A modern web scraping framework that combines AI-powered content extraction with intelligent workflow orchestration. Built on pydantic-ai for reliable, type-safe scraping operations.
Web scraping is complex. You need to handle dynamic content, extract meaningful information, and orchestrate multi-step workflows. Most tools force you to choose between simple scrapers or complex frameworks with steep learning curves.
Pydantic Scrape bridges this gap by providing:
- AI-powered extraction - Let AI understand and extract what you need instead of writing brittle selectors
- Type-safe workflows - Structured data with validation built-in
- Academic research focus - First-class support for papers, citations, and research workflows
- Browser automation - Handle JavaScript, authentication, and complex interactions seamlessly
Pydantic Scrape uses Chawan for advanced web automation and JavaScript-heavy sites.
Option 1: Homebrew (macOS) - Stable Release
brew install chawan
Option 2: From Source - Latest Development Version
# Install Nim compiler (if not already installed)
brew install nim # macOS
# OR for Linux: curl https://nim-lang.org/choosenim/init.sh -sSf | sh -s -- -y
# Build latest Chawan from source
git clone https://git.sr.ht/~bptato/chawan
cd chawan && make
# Install locally (recommended for development)

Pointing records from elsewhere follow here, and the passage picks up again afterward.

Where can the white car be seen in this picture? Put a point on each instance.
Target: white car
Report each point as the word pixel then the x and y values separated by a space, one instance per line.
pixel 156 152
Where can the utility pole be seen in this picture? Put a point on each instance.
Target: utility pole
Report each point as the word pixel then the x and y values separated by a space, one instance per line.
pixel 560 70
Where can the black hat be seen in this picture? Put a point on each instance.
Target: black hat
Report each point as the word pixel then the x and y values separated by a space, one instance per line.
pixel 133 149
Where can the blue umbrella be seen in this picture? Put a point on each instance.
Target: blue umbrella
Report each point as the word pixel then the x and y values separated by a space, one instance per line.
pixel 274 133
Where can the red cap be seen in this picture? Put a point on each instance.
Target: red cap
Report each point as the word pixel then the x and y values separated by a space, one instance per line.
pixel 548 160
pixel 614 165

mkdir -p ~/.local/bin ~/.local/libexec
cp target/release/bin/cha ~/.local/bin/
cp -r target/release/libexec/chawan ~/.local/libexec/
echo 'export PATH="$HOME/.local/bin:$PATH"' >> ~/.zshrc
source ~/.zshrc
Verify installation:
cha --version
Lean Installation (Recommended)
# Core functionality only (~50MB)
pip install pydantic-scrape
Extended Installation with Optional Features
# YouTube video processing
pip install pydantic-scrape[youtube]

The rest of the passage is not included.